Scientists at Kanazawa University demonstrate surface-specific molecular aggregates that emit visible light when attachment to artificial cell membrane surface with potential applications in new biological sensors and smart drug delivery platforms
Credit: Kanazawa University
Kanazawa, Japan – Researchers at Kanazawa University monitored the emission of blue-green light from water-soluble tetraphenylethene molecules adsorbed at a phospholipid-adsorbed liquid-liquid interface made to resemble a biomembrane. They found that the process could be reversibly controlled by an externally applied potential (voltage), which opens the possibility for a new class of molecular probes and targeted drug delivery systems.
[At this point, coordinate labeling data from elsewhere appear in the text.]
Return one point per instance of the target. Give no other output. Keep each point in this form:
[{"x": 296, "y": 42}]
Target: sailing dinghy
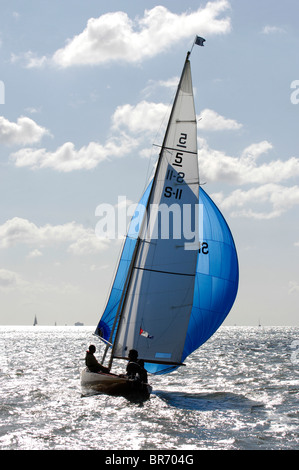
[{"x": 172, "y": 290}]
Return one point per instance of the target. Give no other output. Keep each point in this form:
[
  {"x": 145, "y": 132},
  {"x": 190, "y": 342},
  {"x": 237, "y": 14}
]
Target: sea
[{"x": 239, "y": 391}]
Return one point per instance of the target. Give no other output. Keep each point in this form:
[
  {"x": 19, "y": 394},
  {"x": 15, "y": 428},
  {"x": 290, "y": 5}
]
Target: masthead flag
[{"x": 199, "y": 41}]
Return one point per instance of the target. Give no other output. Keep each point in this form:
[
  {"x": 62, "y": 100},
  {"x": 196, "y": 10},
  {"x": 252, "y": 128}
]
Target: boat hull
[{"x": 111, "y": 384}]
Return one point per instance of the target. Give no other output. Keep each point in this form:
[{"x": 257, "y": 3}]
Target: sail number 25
[{"x": 172, "y": 175}]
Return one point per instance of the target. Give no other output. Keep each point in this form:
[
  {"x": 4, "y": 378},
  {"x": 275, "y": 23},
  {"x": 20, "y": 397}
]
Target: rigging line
[
  {"x": 176, "y": 150},
  {"x": 164, "y": 272}
]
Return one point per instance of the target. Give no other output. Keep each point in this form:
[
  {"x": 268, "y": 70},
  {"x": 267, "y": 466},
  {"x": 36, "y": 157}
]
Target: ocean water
[{"x": 238, "y": 391}]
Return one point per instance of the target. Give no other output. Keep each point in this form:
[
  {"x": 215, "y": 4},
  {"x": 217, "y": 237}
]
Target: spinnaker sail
[{"x": 177, "y": 277}]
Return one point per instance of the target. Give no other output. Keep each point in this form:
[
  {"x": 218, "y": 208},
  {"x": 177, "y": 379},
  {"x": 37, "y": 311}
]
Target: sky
[{"x": 85, "y": 91}]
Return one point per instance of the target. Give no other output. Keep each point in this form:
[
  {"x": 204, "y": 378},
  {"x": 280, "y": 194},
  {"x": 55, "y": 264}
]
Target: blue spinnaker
[{"x": 216, "y": 281}]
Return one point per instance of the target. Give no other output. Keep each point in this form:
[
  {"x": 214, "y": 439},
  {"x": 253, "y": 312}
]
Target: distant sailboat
[{"x": 170, "y": 295}]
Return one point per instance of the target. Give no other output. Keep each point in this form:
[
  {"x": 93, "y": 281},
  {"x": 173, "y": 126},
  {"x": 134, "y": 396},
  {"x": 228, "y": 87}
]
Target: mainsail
[{"x": 175, "y": 283}]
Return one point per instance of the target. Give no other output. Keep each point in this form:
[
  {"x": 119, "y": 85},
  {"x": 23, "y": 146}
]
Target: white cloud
[
  {"x": 115, "y": 37},
  {"x": 24, "y": 131},
  {"x": 215, "y": 165},
  {"x": 66, "y": 158},
  {"x": 212, "y": 121},
  {"x": 79, "y": 239},
  {"x": 272, "y": 29},
  {"x": 11, "y": 281},
  {"x": 8, "y": 279},
  {"x": 142, "y": 117},
  {"x": 243, "y": 203},
  {"x": 293, "y": 287},
  {"x": 35, "y": 254}
]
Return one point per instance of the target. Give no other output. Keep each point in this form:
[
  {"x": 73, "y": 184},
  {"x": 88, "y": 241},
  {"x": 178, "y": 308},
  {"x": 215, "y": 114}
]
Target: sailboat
[{"x": 173, "y": 290}]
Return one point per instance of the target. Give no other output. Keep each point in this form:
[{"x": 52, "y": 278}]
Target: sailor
[
  {"x": 135, "y": 367},
  {"x": 91, "y": 362}
]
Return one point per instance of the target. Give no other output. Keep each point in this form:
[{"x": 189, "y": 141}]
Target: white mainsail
[{"x": 158, "y": 298}]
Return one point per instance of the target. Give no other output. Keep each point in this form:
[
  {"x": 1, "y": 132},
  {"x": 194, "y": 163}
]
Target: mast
[{"x": 136, "y": 253}]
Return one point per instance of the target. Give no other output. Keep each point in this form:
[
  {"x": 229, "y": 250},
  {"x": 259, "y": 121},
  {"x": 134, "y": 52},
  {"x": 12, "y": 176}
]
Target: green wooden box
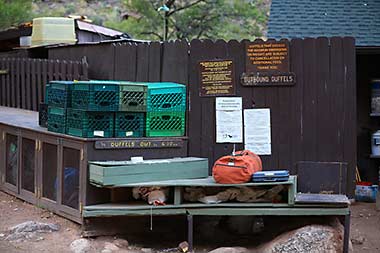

The targeted delivery of therapeutic drugs or DNA directly to cells has many uses for treating disease, hence there is increasing interest in biomolecules that interact directly with cell membranes. Aggregation-induced emission (AIE), a promising technique with applications for functional materials, optoelectronics, and biomedical engineering, is a process by which self-aggregates can be made fluorescent upon stacking together. Tetraphenylethene (TPE) derivatives are propeller-shaped molecules with four phenyl rings which exhibit this property. Individually, these molecules are non-fluorescent, because their photo-excited states decay to the ground state through non-emissive molecular vibration or rotation. However, when several of these molecules aggregate together, they become fluorescent and emit blue-green light.
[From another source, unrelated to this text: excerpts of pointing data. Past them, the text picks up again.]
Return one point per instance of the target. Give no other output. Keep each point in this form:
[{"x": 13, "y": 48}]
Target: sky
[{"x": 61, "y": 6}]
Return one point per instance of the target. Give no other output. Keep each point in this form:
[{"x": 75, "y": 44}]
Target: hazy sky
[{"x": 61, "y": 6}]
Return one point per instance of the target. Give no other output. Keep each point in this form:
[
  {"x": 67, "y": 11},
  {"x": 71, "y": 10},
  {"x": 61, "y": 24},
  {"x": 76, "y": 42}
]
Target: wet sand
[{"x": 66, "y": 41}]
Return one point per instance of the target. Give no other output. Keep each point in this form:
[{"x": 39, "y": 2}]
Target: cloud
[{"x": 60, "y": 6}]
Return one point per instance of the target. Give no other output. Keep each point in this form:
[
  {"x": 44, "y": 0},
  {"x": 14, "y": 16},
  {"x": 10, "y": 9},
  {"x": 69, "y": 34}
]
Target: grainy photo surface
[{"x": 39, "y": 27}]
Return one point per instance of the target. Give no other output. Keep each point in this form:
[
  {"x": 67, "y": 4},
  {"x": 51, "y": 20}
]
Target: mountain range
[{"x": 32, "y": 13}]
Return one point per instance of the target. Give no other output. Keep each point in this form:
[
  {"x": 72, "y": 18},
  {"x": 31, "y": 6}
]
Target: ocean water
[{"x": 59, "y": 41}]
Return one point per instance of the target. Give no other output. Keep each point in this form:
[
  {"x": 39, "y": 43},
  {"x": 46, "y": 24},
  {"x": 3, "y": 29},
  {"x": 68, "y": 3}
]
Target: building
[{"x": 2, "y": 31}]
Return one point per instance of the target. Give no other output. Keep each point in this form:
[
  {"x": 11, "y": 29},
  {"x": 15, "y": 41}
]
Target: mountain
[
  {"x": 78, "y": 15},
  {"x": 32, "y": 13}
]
Researchers from the Institute of Science and Engineering at Kanazawa University studied the AIE behavior of water-soluble TPE derivatives on an artificial cell membrane surface that was formed by self-assembly of phospholipid molecules, which each have a hydrophilic (water-loving) “head” and two hydrophobic (water-fearing) “tails”. Phospholipids can also be used to make bubbles called vesicles that can fuse with living cell membranes to deliver a drug or DNA payload. “Potential applications of this work include the selective labeling of targeted vesicles containing pharmaceutical drugs,” says senior author of the study Hirohisa Nagatani. Using ion transfer voltammetry and surface-sensitive modulation spectroscopy, the research team was able to show that the phase transfer and interfacial adsorption of charged TPE molecules occurred reversibly based on an applied potential. This mimics the membrane potential of the living cells, which plays a crucial role in many physiological processes, including ion transportation and nerve impulse transmission. “The voltage-induced behavior we observed in simple water-soluble molecules may be important for the development of new sensitive probes of membrane potential for biomedical applications,” explains Nagatani. “Our system could also be an alternative to voltage-sensitive dyes as molecular probes”. The researchers also note the possibility of using this system as a photosensitizer for cancer phototherapy, in which cells can be selectively marked for light radiation.